Comparison of HTTP Client Libraries

You are viewing a wiki page. You are welcome to join the group and then edit it. Be bold!

Posted by mikeytown2 on May 24, 2012 at 1:49am
Last updated by christefano on Thu, 2014-08-07 00:35

Coming from this issue on d.o: Evaluate third party libraries to replace drupal_http_request() and the browser in DrupalWebTestCase

Definitions listed in order of importance (top is important).
Parallel Requests: Project uses curl_multi_select(), stream_select(), or socket_select() when issuing multiple requests.
Non Blocking Requests: Open connection; write to it; do not wait to read, instead close connection.
Callback: Run custom code once that connection is done; call_user_func() or call_user_func_array().
PSR-0: Does the project follow the PSR-0 standard.
Symfony compatible objects: Request/response objects that are compatible with the Symfony ones.
Pool/Throttle: Limit domain & total number of connections. If issuing 10k requests don't do them all at the same time.
Proxy Support: Can requests be tunneled through a proxy?
Cookie Parsing: Are cookies pulled out of the header?
Global Timeout: Max number of seconds the whole call can take (only matters for parallel).
Async Connection: When Opening a connection, do not block.
Complex SSL Logic: Verify peer (Require verification of SSL certificate used) & use of local certificates (Certificate Authority file).
Send Files: The ability to "upload" a file to a server (shows up in $_FILES).
FTP Connection: Get a file off of a FTP server.
Full HTTP 1.1 compliance: Follow all requirements of a http client.
Auto Encode Array Data: http_build_query() used on data structures.
Alter streams mid execution: Example - Request 20 urls & break after at least 5 return.
Set Read/Write Chunk Size: I needed to adjust the write chunk size when sending a lot of data to an IIS server.
Persistent connections: Are connections reused between requests.
Streaming bodies: Can the entity body of a request or response be streamed or does it need to be loaded in its entirety into a string.

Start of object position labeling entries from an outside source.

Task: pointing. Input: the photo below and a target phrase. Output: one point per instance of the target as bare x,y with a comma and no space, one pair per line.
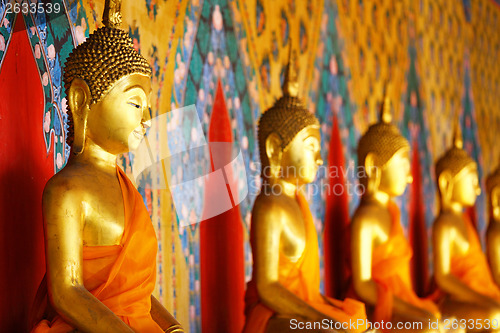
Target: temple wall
440,57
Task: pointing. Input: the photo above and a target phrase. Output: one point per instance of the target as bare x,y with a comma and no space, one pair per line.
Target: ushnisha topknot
455,159
382,138
288,116
106,56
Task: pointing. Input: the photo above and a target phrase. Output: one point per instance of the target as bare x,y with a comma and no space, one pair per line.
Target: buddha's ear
79,97
445,186
79,100
371,168
495,201
372,172
273,149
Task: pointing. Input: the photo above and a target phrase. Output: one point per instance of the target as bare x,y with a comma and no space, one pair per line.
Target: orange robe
472,269
122,276
391,272
303,279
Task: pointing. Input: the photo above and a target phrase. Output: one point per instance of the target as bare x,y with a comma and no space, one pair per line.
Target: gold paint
385,155
381,141
458,185
493,233
455,159
83,203
287,117
289,139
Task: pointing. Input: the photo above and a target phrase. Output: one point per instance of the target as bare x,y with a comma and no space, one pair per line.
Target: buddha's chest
461,244
104,217
293,237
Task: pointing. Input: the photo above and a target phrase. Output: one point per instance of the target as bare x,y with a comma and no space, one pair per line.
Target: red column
25,167
221,249
336,233
417,228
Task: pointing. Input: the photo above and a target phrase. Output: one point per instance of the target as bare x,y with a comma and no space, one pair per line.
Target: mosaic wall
440,60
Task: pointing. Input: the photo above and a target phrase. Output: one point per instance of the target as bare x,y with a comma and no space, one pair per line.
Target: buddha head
289,137
384,156
456,174
493,190
108,87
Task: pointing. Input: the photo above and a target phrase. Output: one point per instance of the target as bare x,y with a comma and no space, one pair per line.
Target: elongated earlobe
79,100
373,174
445,188
274,153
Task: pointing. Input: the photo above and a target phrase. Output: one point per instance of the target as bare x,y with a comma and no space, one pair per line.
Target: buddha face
465,188
495,202
118,122
301,158
396,173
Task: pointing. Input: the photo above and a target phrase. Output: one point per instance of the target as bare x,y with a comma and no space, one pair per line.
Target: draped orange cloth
121,276
472,268
303,279
391,272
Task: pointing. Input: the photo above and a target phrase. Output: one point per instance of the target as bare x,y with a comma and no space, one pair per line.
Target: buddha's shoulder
69,181
446,221
271,208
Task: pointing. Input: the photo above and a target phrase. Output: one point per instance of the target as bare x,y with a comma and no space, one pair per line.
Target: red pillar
336,233
221,249
25,167
418,229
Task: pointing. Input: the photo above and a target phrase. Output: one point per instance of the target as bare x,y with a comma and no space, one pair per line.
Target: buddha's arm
268,222
362,245
443,236
163,318
493,248
63,223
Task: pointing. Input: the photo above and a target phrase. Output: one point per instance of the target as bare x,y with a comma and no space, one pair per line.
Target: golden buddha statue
381,253
460,267
284,295
99,240
493,232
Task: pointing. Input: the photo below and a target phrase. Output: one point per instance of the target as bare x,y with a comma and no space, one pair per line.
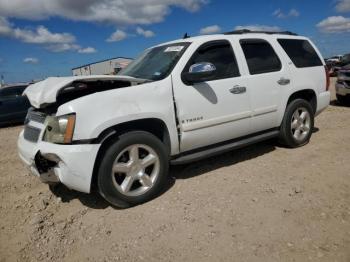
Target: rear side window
260,56
220,54
300,52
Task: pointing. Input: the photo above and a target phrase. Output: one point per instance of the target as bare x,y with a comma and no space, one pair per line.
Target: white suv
178,102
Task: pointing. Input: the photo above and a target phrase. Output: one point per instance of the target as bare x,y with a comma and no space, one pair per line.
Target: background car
334,65
13,106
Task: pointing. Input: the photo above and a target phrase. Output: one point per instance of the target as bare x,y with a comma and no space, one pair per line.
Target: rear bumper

Some other things to consider is test code, documentation, and example use cases. These are a little bit harder to compare though. The reason why I have Parallel, Non Blocking, and Callbacks at the top is for building a multi-process library on top of HTTP requests. Without these 3, the power a multi-process library is significantly reduced. One more thing to consider is all of the GitHub projects require cURL or will eventually require it.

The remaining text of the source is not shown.